The female character does zealously seek the departed male, more than once, through the city at night. She even gets beaten up by the night watch while doing so (5:7). I think that act of violence is a false note in an otherwise up-beat poem, especially as no one even comments on it! I think it was added by an ill-tempered scribe. The allegory does ask us, however, how much effort we will put in, how much risk we will take, to find God when he seems far away?

The emphasis, though, should be not on the difficulties of our relationship with God but on its glorious reality. ‘Many waters cannot quench love’ (8:7).

But thought does need to be given, in-case we quit the world of allegory, to the difference as well as the similarity when our lover is God. What is the equivalent of the kisses, compliments and cuddles? Is it us and God or the Church and Jesus we are thinking of?

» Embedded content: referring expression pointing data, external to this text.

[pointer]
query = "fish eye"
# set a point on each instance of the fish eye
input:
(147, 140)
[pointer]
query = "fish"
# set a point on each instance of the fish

We spent time on the retreat admiring creation, praying before a square foot of the flower bed! Wittgenstein’s comment came to my mind, ‘It is not how things are in the world that is mystical, but that it exists’. However, reviewing with a thankful and wondering mind the contents of that piece of garden was also a piece of affectionate attention from us to God. In addition to rejoicing over creation we could spend time in gratitude for our redemption.

I think Karl Rahner came up with the best-ever definition of God, ‘The whither of the transcendent in humanity’, but that is not an easy thing to cuddle. We can resolve, though, to be true (or at least truer) to the best we know and to push onwards, projecting faith, hope and love into a beyond that is holy and, of necessity, mysterious.

This small book, The Song of Songs, has more material than one can use in a day. There is still, for example, 8:12 ‘My vineyard, my very own, is for myself’, which raises questions about the rights and proper care of self. God doesn’t want us to lose ourselves in him? Or does God?

Why not try writing your own love letter and seeing how it connects with your relationship with God? I close with part of one I wrote in the International Year of Older Persons:

She:       I am grey but comely, O daughters of Jerusalem.

He:         Your spectacles are framed in choicest tortoiseshell.

The thread behind your neck securing them is saffron:

Like sword-dancers clashing, it gets tangled with your pearls.

She:       My beloved bounds across the golf course,

Like a spaniel, in its late maturity.

Hark! The voice of my beloved: he is calling for his supper.